A dissertation conclusion presents an argument that includes reasoning and convinces the reader to accept your point of view. Without the supporting statement, you may not accentuate the importance of your research and therefore be left unnoticed by the supervisor.
A conclusion is a brief summary of the content, paraphrasing the previous thought and the main idea according to the context. You cannot underestimate the significance of a right conclusion, as it determines the whole work.
Conclusion demonstrates your findings and explorations in accordance with the guidelines and is often used to stress the ability to analyze the research question. Dissertation conclusions link the aims with the concepts and encourage the readers to study the issue. Moreover, a good conclusion serves as a balancing point to back up your thesis and acts as a premise toward a broader analysis. There are several types of conclusions, according to the academia, and we are going to study their characteristics in the upcoming paragraphs.
The conclusion section should contain several elements, related to paper organization and analysis:
- This is what you expect to see in the dissertation conclusion, and it refers to your findings in the said sphere. Summaries should be brief and indicate a certain point in the research.
- Essential conclusions. These are the conclusions you made during the study process. They will help your teacher assess your personal level of knowledge.
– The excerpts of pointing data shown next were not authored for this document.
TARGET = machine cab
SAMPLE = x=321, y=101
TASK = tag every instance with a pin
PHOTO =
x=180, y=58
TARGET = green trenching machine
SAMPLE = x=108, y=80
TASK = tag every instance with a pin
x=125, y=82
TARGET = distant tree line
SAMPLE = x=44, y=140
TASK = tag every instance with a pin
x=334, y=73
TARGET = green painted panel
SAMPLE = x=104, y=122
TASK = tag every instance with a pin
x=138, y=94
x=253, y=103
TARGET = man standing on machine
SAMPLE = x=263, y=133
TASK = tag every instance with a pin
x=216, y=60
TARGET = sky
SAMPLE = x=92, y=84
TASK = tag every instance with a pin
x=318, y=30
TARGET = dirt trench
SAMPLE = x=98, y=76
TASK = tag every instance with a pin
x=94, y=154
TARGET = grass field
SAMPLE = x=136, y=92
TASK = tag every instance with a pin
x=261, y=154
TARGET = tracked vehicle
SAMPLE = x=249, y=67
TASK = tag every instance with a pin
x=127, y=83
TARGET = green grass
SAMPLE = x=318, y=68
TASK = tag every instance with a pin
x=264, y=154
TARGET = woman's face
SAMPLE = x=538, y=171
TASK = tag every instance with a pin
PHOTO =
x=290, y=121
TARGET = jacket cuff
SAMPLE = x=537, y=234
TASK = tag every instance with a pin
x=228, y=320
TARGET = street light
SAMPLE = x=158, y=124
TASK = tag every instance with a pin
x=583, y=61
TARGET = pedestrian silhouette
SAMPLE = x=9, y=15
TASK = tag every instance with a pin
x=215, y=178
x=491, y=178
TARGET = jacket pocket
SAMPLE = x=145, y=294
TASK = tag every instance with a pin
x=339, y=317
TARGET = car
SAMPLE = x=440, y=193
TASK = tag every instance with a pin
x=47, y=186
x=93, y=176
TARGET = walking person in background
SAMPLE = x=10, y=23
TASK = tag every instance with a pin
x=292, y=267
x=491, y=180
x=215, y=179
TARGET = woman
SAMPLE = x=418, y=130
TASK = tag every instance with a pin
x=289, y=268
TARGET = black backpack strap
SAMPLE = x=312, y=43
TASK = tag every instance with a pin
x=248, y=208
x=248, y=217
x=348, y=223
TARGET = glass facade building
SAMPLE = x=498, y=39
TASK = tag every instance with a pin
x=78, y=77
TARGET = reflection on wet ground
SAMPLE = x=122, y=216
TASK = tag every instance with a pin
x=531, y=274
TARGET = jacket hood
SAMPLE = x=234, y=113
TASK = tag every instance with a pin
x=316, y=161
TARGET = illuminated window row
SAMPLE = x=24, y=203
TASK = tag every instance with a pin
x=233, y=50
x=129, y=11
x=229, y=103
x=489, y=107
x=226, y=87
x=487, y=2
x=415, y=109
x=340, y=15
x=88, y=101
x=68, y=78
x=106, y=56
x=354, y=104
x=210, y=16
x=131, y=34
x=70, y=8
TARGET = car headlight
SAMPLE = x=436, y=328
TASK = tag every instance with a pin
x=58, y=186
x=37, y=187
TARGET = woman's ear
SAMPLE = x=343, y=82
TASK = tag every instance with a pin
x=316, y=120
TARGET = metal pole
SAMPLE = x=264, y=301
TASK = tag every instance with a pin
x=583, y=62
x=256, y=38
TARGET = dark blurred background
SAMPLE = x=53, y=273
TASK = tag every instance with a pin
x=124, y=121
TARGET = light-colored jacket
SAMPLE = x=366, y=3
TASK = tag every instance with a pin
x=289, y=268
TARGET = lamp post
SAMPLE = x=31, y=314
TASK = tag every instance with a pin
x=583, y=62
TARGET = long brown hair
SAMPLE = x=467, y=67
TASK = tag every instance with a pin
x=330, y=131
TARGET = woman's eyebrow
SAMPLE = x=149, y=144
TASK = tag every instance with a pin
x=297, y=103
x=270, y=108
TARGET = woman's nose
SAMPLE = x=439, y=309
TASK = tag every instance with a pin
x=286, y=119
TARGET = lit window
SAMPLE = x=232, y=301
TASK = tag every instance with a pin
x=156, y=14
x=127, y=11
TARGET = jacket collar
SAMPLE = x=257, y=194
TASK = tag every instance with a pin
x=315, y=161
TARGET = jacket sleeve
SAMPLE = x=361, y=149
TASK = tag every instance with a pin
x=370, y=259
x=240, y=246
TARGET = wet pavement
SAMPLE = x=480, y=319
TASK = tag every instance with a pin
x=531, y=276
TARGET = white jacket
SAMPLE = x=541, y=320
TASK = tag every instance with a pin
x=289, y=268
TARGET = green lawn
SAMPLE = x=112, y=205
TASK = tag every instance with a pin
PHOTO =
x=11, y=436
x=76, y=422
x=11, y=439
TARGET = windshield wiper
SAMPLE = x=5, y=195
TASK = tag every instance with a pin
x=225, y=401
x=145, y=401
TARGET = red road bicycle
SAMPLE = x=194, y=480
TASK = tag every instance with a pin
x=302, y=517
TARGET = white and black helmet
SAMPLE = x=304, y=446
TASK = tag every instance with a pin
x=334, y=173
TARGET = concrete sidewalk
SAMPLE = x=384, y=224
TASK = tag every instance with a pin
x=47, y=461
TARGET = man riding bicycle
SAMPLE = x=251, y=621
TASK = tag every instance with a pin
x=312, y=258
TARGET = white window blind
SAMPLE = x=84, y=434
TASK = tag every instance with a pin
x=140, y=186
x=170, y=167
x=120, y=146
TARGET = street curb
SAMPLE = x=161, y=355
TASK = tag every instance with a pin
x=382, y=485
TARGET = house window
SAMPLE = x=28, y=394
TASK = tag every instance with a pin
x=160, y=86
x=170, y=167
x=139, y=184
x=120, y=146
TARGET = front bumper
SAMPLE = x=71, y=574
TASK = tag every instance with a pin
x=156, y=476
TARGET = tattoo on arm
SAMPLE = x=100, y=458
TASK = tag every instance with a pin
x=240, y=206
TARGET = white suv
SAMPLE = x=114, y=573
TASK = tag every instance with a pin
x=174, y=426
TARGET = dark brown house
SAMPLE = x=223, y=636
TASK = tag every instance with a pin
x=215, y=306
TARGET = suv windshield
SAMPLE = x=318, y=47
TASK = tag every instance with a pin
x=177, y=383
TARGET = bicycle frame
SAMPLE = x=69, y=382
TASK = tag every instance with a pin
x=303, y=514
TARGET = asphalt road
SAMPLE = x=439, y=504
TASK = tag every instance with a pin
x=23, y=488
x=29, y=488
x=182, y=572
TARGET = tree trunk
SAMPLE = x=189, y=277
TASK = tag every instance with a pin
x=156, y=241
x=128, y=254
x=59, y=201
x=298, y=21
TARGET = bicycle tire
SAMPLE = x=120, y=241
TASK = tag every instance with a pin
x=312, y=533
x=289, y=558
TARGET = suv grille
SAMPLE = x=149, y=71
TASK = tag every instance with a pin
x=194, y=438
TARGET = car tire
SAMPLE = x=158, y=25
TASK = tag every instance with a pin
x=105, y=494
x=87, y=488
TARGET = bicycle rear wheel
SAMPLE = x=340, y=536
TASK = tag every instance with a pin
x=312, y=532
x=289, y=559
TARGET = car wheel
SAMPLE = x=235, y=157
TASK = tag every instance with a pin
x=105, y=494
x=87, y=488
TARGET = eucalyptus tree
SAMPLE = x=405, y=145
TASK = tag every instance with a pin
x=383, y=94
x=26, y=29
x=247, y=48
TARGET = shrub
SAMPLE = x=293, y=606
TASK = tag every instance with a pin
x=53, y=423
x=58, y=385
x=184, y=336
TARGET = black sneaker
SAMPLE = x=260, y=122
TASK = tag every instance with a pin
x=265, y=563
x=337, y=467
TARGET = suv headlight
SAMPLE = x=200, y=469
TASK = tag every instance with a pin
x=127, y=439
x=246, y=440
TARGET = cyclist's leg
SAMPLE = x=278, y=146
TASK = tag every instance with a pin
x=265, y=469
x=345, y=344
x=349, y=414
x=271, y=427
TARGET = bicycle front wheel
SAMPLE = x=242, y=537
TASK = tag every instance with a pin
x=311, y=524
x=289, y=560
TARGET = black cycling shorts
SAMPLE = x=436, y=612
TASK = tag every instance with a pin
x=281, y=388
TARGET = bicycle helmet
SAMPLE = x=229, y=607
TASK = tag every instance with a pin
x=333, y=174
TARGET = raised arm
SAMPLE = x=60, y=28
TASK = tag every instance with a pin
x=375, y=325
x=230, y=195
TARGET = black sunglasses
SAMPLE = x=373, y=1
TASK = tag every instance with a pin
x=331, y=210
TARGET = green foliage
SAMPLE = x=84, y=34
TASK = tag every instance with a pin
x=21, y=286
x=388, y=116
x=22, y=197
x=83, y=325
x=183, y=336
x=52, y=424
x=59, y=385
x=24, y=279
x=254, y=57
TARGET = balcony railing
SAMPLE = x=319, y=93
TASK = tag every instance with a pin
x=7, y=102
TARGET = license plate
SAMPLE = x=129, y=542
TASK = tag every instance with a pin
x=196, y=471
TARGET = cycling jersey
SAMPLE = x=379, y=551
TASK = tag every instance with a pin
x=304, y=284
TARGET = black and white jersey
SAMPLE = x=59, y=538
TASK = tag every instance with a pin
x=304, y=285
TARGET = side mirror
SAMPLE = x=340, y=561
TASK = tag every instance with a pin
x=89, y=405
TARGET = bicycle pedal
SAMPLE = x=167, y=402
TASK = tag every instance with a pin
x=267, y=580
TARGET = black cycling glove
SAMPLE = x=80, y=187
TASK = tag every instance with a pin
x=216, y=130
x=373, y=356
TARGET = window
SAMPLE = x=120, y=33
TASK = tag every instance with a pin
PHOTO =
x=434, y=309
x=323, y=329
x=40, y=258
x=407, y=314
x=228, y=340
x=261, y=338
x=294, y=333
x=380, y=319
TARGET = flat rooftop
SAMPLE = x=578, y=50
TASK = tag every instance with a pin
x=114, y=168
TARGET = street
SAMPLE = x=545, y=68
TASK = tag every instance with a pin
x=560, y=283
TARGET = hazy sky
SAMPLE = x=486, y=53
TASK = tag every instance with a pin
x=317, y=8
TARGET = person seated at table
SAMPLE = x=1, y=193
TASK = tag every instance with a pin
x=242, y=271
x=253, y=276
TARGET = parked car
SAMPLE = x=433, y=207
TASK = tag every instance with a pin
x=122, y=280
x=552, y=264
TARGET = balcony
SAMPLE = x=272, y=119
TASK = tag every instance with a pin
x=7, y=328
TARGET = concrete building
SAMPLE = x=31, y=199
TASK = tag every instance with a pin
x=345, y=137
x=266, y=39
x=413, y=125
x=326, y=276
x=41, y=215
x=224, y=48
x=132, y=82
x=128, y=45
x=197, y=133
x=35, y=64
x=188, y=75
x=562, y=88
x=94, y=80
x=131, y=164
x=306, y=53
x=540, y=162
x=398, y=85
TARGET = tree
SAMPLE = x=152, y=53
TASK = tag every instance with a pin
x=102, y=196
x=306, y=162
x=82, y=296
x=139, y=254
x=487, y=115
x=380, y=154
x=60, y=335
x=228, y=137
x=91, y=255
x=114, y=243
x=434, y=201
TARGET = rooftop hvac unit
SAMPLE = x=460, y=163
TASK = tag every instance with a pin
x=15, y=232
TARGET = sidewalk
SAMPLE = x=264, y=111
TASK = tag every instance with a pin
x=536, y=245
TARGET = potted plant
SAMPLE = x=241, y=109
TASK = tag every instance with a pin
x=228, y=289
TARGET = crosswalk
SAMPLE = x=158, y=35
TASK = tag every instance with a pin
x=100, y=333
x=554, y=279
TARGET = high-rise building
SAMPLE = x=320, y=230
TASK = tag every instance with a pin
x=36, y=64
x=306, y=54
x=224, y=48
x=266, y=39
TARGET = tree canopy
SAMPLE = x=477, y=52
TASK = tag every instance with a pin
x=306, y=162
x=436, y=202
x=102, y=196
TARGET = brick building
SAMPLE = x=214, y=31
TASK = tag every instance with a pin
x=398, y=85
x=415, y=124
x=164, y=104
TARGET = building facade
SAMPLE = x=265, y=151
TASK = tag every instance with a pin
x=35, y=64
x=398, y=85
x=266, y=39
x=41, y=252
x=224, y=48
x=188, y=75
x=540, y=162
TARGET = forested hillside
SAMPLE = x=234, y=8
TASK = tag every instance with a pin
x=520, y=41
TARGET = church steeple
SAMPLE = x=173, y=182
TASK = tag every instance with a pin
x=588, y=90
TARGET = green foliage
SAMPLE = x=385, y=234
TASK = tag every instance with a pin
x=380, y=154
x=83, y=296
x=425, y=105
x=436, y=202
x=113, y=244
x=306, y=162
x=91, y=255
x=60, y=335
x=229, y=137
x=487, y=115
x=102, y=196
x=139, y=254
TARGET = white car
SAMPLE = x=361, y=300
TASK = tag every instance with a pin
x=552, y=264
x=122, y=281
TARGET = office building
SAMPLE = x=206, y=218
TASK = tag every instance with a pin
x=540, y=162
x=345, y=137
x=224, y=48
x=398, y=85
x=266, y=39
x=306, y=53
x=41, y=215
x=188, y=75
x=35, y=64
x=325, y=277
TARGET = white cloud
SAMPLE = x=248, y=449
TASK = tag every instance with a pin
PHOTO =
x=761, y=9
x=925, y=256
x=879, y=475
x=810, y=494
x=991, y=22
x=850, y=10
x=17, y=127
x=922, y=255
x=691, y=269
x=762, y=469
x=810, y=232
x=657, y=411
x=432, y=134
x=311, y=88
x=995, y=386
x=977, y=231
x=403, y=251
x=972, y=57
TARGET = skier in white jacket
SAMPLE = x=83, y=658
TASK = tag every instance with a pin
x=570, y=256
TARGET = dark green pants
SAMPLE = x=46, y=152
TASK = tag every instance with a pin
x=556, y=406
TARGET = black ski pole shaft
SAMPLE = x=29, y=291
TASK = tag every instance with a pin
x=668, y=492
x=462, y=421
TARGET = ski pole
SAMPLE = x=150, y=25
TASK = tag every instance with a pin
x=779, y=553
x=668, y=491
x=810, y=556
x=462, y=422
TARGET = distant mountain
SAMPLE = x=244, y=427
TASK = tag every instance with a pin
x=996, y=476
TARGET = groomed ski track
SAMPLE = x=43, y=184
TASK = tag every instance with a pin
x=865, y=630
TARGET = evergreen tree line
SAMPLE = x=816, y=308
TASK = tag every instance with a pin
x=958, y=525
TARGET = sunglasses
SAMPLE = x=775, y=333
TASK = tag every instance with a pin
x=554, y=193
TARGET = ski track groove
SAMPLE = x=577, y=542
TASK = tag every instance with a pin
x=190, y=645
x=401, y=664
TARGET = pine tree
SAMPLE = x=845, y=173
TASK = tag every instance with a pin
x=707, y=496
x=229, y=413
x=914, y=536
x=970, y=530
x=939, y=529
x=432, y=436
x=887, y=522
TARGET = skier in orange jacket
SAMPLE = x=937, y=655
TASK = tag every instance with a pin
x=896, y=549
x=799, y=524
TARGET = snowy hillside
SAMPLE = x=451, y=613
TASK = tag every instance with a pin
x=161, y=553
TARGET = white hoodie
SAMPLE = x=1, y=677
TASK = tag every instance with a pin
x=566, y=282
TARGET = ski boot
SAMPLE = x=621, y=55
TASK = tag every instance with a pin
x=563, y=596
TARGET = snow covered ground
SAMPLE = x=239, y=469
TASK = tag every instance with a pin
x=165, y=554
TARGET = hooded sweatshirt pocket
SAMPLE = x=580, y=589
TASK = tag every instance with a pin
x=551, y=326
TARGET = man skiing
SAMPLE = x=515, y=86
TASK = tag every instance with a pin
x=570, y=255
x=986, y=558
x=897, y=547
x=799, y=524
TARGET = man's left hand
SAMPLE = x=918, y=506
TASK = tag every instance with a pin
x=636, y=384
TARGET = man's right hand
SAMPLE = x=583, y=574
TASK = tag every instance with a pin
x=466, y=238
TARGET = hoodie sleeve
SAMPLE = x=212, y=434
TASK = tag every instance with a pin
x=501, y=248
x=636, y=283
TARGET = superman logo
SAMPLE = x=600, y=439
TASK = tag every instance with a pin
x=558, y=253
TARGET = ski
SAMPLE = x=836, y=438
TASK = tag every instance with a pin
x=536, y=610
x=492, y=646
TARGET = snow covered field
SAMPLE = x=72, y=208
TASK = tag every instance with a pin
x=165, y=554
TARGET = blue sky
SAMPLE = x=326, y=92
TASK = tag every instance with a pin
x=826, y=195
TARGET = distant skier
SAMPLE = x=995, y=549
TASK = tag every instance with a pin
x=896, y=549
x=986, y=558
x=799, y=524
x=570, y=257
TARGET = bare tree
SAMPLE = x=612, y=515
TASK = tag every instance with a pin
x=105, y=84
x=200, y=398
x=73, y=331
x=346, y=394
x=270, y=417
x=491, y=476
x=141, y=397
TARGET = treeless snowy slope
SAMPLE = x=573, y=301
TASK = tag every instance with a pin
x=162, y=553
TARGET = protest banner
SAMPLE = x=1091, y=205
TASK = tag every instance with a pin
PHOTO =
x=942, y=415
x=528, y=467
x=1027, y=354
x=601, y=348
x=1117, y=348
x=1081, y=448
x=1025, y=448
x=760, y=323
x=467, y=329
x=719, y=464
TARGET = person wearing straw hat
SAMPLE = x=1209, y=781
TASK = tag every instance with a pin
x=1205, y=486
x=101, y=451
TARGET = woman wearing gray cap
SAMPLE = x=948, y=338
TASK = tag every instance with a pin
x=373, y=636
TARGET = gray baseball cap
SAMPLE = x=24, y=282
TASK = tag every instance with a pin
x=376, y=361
- The importance of the theme. The importance of the theme depends on the course you are currently enrolled in and can vary from university to university. Generally, you need this in your conclusion for academic purposes and further references to the subject.
- Recommendations may be strongly essential, if you are planning to continue the research in that sphere. In other cases, you can attribute your recommendation to the general course and university studies that are not your main department.
To assist you with a compelling conclusion that will complete the work and enhance your performance, we’ve collected key strategies for dissertation writing:
- Restate the main idea in your own words. You don’t have to follow the rules of a non-empiric research, where your conclusion is nothing more than another clichéd paragraph, borrowed from the other authors. Instead, try a tactic that will bring you success by reapplying the main idea according to the instructions.
- Collect the arguments. You may put them down on a piece of paper and draw together later, when you need a coherent picture to make your dissertation complete. Either way, you will have to pay attention to the condensed structure a dissertation conclusion maintains.
- Fill the gaps. Fill the contextual gaps in your research and prove that your explorations are worth the analysis. You don’t have to repeat a literature review to make an impression, just ensure your discoveries are on point and relevant to the current issue.
- Provide the answers. Your readers and audience expect you to provide them with answers on the key elements of your research. Don’t make a conclusion that is too drawn out and do not reshape your ideas so that they serve the initial purpose. Instead, work with the literature report at hand and adhere to the referencing style, determined by your supervisor.
- Be relatable. Always note the relation of your study to the current research and don’t hesitate to draw conclusions that are yours entirely. Also, we would advise you not to delude the audience into thinking you have an alternative methodology: you have to be frank about the research tactics and the thesis statement that is currently on the agenda.